It’s awards season all over again…..

Friday, 31 January 2020

OPINION: With the Golden Globes and the Grammys behind us and the Oscars up next, the celebration of ‘class of 2019’ will soon give way to speculation about likely candidates for next year’s awards.

The Living End filming with students from Creative Industries
The Living End filming with students from The School of Creative Industries

We’ll see films looking for producers, directors, cinematographers and sound recordists. Casting directors auditioning for bit parts and lead actors. Script writers developing screenplays yet to be green lit. Special effects teams storyboarding complex action sequences with state-of-the-art digital technology. Newly signed recording artists looking for producers, sound engineers, tour managers, lighting directors and publicists to take their show on the road. And when they do, graphic designers and illustrators to produce publicity posters, develop mobile applications and websites to promote banging tracks or unmissable movie releases.

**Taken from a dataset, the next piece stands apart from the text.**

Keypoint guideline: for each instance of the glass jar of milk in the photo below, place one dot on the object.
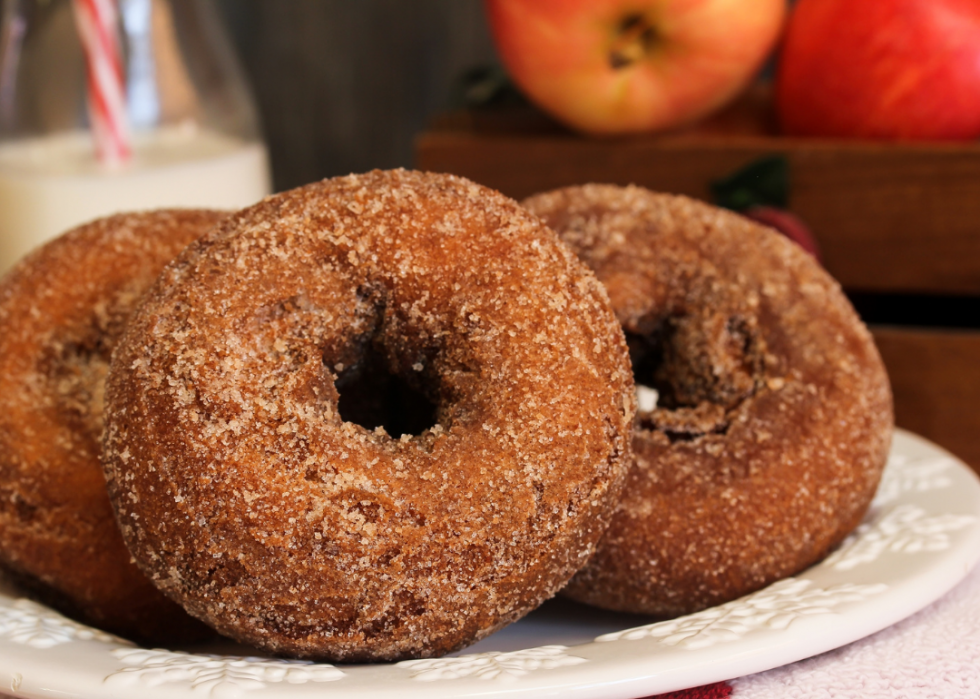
(191, 127)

Public relations crews will be implementing communication strategies across social media, television, radio and newsprint to maximise publicity. Journalists will vie for exclusive interviews and back-stage access to accompany their reviews of the hottest ticket in town and the movie of the year. Then fashion designers will create red carpet masterpieces as the awards season kicks off once more.

Behind every moving piece of this complex machinery is a creative individual working with hundreds of other equally creative people who write, record, make, produce, direct, design, publicise, perform, screen and critique creative and cultural work that inspires, challenges, informs, entertains and moves us every day of our lives.

There is so much more to the creative industry than meets the eye. Once a year as the red carpets get rolled out, we see the glitz and glamour of the industry, controversial speeches and choices rearing their heads, hosts confronting and critics revelling. But do the awards go far enough in recognising the vast number of individuals behind the scenes without whom the magic wouldn’t happen?

The pieces that make up the ‘creative industries’ are integral to all of our lives, even if we’re not movie buffs or avid concert goers, we all consume the news in some form, online or via traditional media, on occasion we’ve all succumbed to advertising, perhaps binged a series on a streaming platform.

That’s what’s special about leading the School of Creative Industries at the University of Newcastle. My job isn’t just about helping our students get jobs, (though we do that very well - 86% of our Visual Communication Design and 80% of our Bachelor of Communication students land a job within four months of getting their degree), it's about being there when it all begins and helping shape that direction.

It’s about developing and nurturing future creative talent, preparing them for an ever-changing world of work in a growing, dynamic and rapidly evolving creative industries sector – and making sure they still find the space to make the work that infiltrates all parts of our lives.

The rapidly evolving industry is one of the challenges we continually have to address to remain relevant. Social media editors and user experience designers are just two jobs that didn’t exist little over a decade ago – but are now in high demand. And in a future where gamification designers, fusionists, media mixers and virtual reality experience creators are common Creative Industries occupations it’s right that we make sure the next generation of creatives have the practical and intellectual skills to do the jobs we’ve not even thought of yet.

It’s an exciting challenge for us as a new school: making sure we’re helping our students get the jobs industry needs now whilst keeping a clear eye on what skills they might need in future.

I believe that over the coming years as we continue to carve out and shape a creative and cultural presence in Newcastle’s CBD it’s the students studying with us now and in the near future who will help us to do that. They’ll build the creative industries here in Newcastle, creating jobs and contributing to the culture and economic growth of our city in the process. Others will travel and take their skills nationally and internationally, and either way that’s something we as a city should be really proud of.

So, while an Oscar or a Grammy award might not be the end game for everyone, as educators in this industry it’s the start of the journey that’s just as important. As awards season comes around, there’s certainly no harm in having a red carpet dream – or if you’re just in the audience, appreciating all of the people who make the magic happen.